Je me réfère à ce qui se passe actuellement devant le Tribunal du Cambodge où nous sommes, en principe, totalement, cette fois-ci, dans la civil law. Nous avons des co-juges d’instruction. Effectivement, le premier dossier est arrivé à l’audience de jugement après un an et demi d’instruction chez des co-juges d’instruction. Ce qui est quand même, vous l’admettrez, relativement rapide pour 12 380 crimes.

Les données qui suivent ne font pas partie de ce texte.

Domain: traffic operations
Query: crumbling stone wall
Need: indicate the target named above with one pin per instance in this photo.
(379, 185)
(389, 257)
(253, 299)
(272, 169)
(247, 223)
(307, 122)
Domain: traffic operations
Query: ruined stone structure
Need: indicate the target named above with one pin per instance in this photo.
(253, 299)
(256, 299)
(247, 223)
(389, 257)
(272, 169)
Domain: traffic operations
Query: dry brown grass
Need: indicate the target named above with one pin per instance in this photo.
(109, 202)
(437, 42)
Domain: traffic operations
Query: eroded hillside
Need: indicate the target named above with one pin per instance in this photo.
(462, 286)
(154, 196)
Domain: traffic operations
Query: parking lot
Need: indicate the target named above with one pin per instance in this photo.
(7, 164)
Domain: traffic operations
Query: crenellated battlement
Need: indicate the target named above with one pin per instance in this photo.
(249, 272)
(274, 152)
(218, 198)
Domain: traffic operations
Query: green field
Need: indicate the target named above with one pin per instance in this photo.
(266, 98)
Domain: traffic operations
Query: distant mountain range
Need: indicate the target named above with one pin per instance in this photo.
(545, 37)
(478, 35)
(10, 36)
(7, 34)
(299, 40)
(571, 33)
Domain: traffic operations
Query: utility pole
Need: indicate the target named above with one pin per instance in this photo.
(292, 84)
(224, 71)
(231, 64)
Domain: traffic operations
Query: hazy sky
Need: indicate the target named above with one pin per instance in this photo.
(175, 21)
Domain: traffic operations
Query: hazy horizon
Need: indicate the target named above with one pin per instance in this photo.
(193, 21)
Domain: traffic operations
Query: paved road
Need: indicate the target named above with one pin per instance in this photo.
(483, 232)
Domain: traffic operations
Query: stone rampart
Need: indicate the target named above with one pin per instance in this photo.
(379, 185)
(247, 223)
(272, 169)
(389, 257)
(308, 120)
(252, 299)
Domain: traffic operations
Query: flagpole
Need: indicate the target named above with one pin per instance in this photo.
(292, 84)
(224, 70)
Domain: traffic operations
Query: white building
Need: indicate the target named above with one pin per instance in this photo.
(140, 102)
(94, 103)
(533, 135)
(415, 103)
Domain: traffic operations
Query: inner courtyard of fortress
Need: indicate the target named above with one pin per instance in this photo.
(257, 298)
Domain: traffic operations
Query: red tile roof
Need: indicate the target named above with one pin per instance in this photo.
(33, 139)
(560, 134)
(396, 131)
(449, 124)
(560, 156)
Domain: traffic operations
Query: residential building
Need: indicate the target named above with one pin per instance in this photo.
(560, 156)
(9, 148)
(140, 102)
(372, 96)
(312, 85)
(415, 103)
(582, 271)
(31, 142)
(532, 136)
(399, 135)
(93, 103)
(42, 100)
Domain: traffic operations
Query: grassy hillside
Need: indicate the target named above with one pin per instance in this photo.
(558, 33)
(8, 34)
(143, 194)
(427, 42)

C’est peut-être, effectivement, un des systèmes qu’il faut continuer à explorer au niveau de la justice internationale. Ce n’est pas un système parfait, je ne pense pas non plus que le système common law pur soit un système parfait en matière internationale, pour une raison très simple que je veux encore une fois évoquer. Le système de la common law fonctionne peut-être très bien, et encore dans des juridictions nationales, mais si ce système de preuve consistant à communiquer des dizaines, voire des milliers de documents, demeure possible quand les Anglais parlent aux Anglais ou quand les Américains parlent aux Américains, ça donne des catastrophes dans une juridiction internationale où tout doit être traduit — pour le Cambodge, par exemple — en trois langues. Ça a donné des catastrophes dans notre Tribunal d’Arusha.

Alors, il y a incontestablement des améliorations à trouver. On a cherché depuis longtemps à croiser, à prendre dans chacun des systèmes le meilleur des deux systèmes. Continuons à aller dans cette voie. Mais peut-être que justement la civil law a des choses à nous apporter pour les procès in abstensia, pour l’accueil des victimes. Encore que là, nous en parlerons, les parties civiles posent maintenant un autre problème que nous n’avions pas totalement envisagé, il faut le reconnaître. Ce n’est pas simple. Mais c’est incontestablement un progrès que nous devons faire, et quand nous en terminerons du bilan d’Arusha, nous devrons aussi admettre que nous n’avons pas été bons pour les victimes.

J’en termine par là. Mais, vraiment, s’il vous plaît, restons humbles.